Wednesday, December 2, 2009

After the fall from grace?

Life has a tendency to grow and develop just in time to crumble and leave one feeling more desolate than ever. The higher you climb, the harder you fall, I guess.

But what then? What happens after the fall, after your butt hits the ground and your are bruised and covered in dust and disappointment? Do you lie there and wallow in self pity, rolling in the dusty earth, crying about how you fell? Or do you get your ass up, dust your pants off, look around and say "What now?" I would love to say that I just jumped up off the dusty ground and looked for the next best opportunity.

I didn't.

I wallowed, and I cried, and I acted like a big, silly baby. I went home to Mommy, to be held in the arms of my family until I could get my mind back together again. Never before this recent set of struggles had I even believed that my bubble could burst. I always thought I would land softly and spring back immediately.
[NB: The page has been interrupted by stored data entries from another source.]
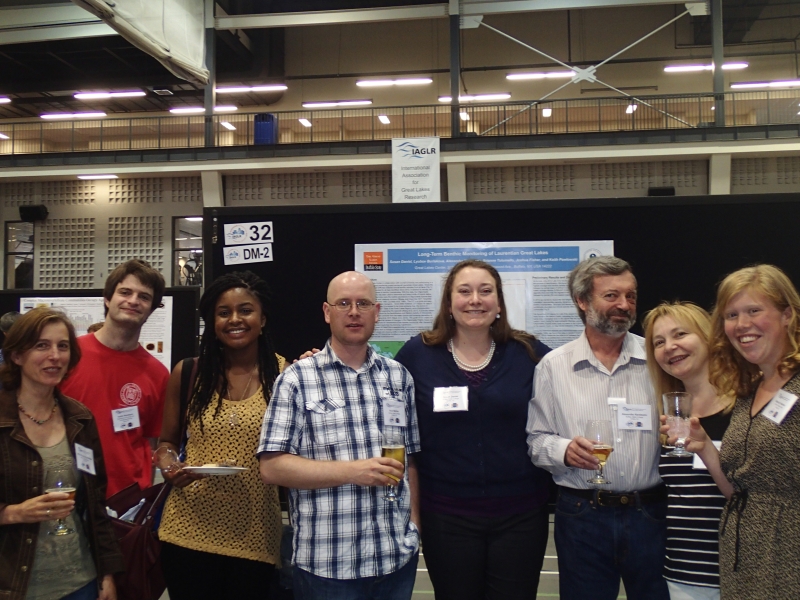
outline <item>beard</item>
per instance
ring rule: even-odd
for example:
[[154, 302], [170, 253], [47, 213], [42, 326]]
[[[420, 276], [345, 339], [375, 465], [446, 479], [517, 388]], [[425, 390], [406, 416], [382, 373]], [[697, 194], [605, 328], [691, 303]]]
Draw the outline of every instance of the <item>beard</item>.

Just last night, as I lie awake on my best friend's couch, I thought to myself, Have I hit my knees enough yet? Is this the bottom? Have I fallen far enough? When again will I have the strength to get up and stand up proudly and with purpose? I can safely say that after three months of feeling lost, that I am just now beginning to get my ass up off of the ground, and am taking stock of my dusty rump, and the bumps and bruises which resulted from my fall.

But I wonder, when will I stand tall again?

2 comments:

  1. Hang in there, Jess. Things will turn around. In the mean time just take it one day at a time and enjoy the time with friends and family.

    ReplyDelete
  2. Many times we are called upon to put on the sackcloth, sit in the ashes, and wail against the heavens. Even Job railed against what happened. Will you stand tall? Yes. Will you be called upon again to sit in the dust? More than likely, as we all do. Still, we rise, dust off, and continue.